Announcement

Collapse
No announcement yet.
X
  • Filter
  • Time
  • Show
Clear All
new posts

  • Appending multiple excel files from an infinite number of subdirectories

    As with some of the scenarios listed in a previous thread (see link below), I have a number of .xlsx files in multiple subdirectories that I would like to pull, save, and append in Stata. Defining a macro that could be used in a loop to pull all .xlsx files is difficult because of the nesting of the subdirectories. My original solution was to take the easy way out using filelist (SSC) that Robert Picard wrote, but the problem here is that is translates all strings to lowercase, meaning that when I try to import these files later they are not recognized in Windows. I know that when defining a macro, one could add a restriction for respectcase, and I wanted to see if there was a way with either filelist or a systematically with macros to capture all the nested subdirectories without having to define these individually (best case scenario I have one subdirectory, worst case scenario I have four). One not-so-intelligent solution was to manipulate these folders and their contents (first in DOS, then using Altap Salamander when the former did not achieve what I needed) such that all filepaths in their entirety would be in lowercase starting with the first level of directories until the file name in .xlsx itself. The reason I am trying to avoid this fix is that all the data is hosted on Dropbox, and it appears that all users would have to rename all folders and files to lowercase on each of their computers. Just as an example, I renamed everything in the directory to lowercase on my laptop, and obviously this changed does not appear on my desktop). In addition to having a number of nested files, plenty of the files contain multiple spreadsheets.

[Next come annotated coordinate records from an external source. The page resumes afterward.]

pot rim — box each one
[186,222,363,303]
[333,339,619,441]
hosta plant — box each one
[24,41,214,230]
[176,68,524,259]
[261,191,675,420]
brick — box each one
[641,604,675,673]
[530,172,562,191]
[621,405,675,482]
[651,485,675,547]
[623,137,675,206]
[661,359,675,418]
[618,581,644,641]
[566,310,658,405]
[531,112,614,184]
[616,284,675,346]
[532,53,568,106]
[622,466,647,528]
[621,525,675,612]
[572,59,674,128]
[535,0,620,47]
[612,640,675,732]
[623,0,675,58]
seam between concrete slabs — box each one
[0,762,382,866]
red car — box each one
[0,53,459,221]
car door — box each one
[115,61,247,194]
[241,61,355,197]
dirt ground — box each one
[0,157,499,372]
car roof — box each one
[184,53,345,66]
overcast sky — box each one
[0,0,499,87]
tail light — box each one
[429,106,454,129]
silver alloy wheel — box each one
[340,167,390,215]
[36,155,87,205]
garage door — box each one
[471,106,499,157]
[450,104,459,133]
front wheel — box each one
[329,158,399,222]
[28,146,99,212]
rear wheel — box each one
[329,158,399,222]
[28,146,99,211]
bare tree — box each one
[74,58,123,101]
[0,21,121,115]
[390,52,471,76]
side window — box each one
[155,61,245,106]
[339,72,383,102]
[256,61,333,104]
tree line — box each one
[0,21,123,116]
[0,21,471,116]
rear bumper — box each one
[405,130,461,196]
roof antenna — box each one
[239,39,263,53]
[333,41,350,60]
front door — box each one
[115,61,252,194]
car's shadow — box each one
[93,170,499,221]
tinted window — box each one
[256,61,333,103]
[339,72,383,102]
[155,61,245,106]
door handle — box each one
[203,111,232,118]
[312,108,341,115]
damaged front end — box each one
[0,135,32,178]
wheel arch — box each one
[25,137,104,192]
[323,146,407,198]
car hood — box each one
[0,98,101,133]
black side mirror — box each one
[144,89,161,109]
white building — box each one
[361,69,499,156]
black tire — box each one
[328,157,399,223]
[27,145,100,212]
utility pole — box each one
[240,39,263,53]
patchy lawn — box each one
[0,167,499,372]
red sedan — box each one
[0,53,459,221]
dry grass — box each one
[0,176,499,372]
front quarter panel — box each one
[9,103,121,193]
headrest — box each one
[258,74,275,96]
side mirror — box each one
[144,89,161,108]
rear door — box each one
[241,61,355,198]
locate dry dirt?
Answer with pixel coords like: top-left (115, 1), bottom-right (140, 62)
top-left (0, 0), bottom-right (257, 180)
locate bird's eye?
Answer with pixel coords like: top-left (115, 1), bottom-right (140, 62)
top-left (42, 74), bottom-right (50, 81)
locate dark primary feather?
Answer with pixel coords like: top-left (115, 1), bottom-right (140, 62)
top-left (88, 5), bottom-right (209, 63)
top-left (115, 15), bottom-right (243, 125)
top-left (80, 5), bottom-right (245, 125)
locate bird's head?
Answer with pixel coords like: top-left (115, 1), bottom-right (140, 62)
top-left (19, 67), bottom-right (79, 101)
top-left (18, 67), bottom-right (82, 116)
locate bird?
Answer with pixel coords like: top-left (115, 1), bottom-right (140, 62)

Assuming that renaming files and folders was the way out, this is the code I wrote based on Robert Picard's suggested code (I am not on my work computer and have not yet rename files to lowercase, but the error is the same regardless):

    Code:
     ** Define macro that captures all xls, xlsx files in directory $dir and pulls them out of subfolders
        cd                     "$dir"
    
    ** Using filelist below is more systematic, but converts all filenames and paths to lower case
        filelist,             p("*.xlsx") list
        gen                 fileid = _n
        save               "myxlsx", replace
    
    * loop over each file and save a copy of the imported data;
        use                 "myxlsx", clear
        local                obs = _N
        forval               i=1/`obs' {
            use             "myxlsx" in `i', clear
            local             f = dirname + "/" + filename
            import excel  "`f'", describe
            dis                "`f'"
            local             num = r(N_worksheet)
            forval             s = 1/`num' {
                local        sheet = r(worksheet_`s')
                dis          "`sheet'"
                import excel using "`f'", sheet("`sheet'") cellrange(A7:K350) clear //K350 is arbitrary and will create blank cells, not sure how else to deal with this
                tempfile     s`s'
                save        `s`s''
            }
            use              `s1', clear
            if                  `sheet' > 1 {
                forval        s = 2/`sheet' {
                    append using `s`s''
                }
            }
            gen             source = "`f'"
            tempfile       save`i'
            save           "`save`i''"
        }
    
    * loop over the saved datasets and append them
        clear
        use                 "`save1'"
        forval              i=2/`obs' {
          append using "`save`i''"
        }
    The problem with the above is that within the macros, it seems that Stata gets confused when a spreadsheet/tab in Excel contains quotation marks. If, before trying to open the sheet, I ask to display the values in r(worksheet_`s'), it displays the spreadsheet name correctly from r() (eg. ALUMNOS INSCRITOS A 1RO "G"), but refuses to display the value held in the macro (`sheet')

    (output from trace):
    - local sheet = r(worksheet_`s')
    = local sheet = r(worksheet_1)
    - dis "`sheet'"
    = dis "ALUMNOS INSCRITOS A 1RO "G""
    ALUMNOS INSCRITOS A 1RO G"" invalid name

    (on the last line, you can see that the quotation mark before the G disappeared)

    and even if I run through the import excel command, I get a consistent error in the import excel using "`f'", sheet("`sheet'") line of code.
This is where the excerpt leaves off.